I’m not sure he understands all my words, but he seems to hear the question, and guesses the meaning as I stare at the fire he brought to life with a mere thought. “Only fire, no ice,” he says quietly, looking away. “Kauko . . . both. Both ice and fire. Like you. Very strong. But . . . you are strongest.”

I snort. “If I am, it doesn’t matter. I can’t control it.”

“The Valtia is strong. The Valtia is magic.” His Kupari accent mangles the words, but he speaks slowly so I can understand. There’s something almost pleading in his voice, and it’s tinged with frustration. I can tell by the way he’s looking at me that there is so much more he wants to say. Does he want me to help him get away from Kauko?

“I’ll be stronger if you teach me. You said you could.”

“Teach.” He arches an eyebrow and points to the torch. “Make dark. With ice.”

“Are you insane?” He’s seen me fail at tasks like this before. “I’ll fill this entire room with a blizzard and make your blood turn to frost.” And even then, the torch will probably remain lit.

He laughs, and flames dance in his eyes. “Try, Valtia.”

I shove him. “Call me that again, and I’ll cut your tongue out.”

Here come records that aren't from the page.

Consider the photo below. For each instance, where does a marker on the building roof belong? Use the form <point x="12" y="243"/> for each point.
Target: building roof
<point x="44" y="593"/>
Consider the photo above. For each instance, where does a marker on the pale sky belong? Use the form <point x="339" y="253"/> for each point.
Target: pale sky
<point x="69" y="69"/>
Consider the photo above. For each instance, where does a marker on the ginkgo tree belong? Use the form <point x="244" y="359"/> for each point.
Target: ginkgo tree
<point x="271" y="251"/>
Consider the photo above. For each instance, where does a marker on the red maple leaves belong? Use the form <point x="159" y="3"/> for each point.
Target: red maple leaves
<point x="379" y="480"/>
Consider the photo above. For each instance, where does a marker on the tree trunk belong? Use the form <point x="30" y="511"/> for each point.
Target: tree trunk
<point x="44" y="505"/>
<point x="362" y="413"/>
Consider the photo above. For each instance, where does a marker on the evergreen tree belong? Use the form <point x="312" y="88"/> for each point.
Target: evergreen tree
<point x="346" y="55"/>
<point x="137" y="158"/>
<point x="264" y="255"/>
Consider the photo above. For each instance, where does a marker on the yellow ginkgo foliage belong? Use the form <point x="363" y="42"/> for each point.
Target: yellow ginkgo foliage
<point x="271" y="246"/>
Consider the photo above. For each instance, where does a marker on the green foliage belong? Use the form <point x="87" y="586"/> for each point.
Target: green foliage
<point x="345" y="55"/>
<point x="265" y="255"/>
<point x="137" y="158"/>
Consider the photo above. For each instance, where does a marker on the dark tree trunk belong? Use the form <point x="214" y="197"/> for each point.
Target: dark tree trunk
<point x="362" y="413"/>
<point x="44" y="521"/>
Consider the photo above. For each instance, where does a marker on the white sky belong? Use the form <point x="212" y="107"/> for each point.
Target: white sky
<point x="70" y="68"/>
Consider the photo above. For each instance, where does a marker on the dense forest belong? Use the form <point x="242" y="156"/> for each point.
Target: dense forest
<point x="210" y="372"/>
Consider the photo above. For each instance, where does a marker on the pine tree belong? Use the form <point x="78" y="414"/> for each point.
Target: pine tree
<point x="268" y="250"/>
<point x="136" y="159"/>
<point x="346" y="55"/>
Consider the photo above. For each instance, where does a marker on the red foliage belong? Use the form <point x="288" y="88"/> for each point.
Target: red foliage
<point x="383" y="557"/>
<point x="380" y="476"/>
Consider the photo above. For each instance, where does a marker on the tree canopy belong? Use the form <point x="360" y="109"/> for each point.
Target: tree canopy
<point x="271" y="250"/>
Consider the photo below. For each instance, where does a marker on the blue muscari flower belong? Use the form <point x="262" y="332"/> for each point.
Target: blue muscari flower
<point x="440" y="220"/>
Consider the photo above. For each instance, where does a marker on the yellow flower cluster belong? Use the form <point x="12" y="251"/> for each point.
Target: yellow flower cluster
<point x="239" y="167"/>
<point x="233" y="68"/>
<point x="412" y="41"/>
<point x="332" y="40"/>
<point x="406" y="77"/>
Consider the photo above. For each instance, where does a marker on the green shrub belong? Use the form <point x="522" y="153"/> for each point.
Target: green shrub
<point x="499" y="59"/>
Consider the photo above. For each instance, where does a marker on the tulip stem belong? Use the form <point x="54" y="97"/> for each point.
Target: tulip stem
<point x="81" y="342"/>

He’s still laughing, and he taps his fingers to his thumb, as if telling me he’s not impressed by my talk. Or maybe that he doesn’t understand it. And then he crooks his finger at the torch flame, and a tendril of fire slides from its center, snaking toward my face. “Make dark with ice,” he repeats.

Already regretting taking this risk just to fail yet again, I glare at the flame, wishing for a cold so pure that there is no escaping it. The ice grows along my bones, frosting my skin and making me shudder, and as the fire twinkles merrily, even Sig gets goose bumps along the pale skin of his throat. But then he winks, and the room grows hotter again. “More,” he whispers as the flame creeps closer, making me wince.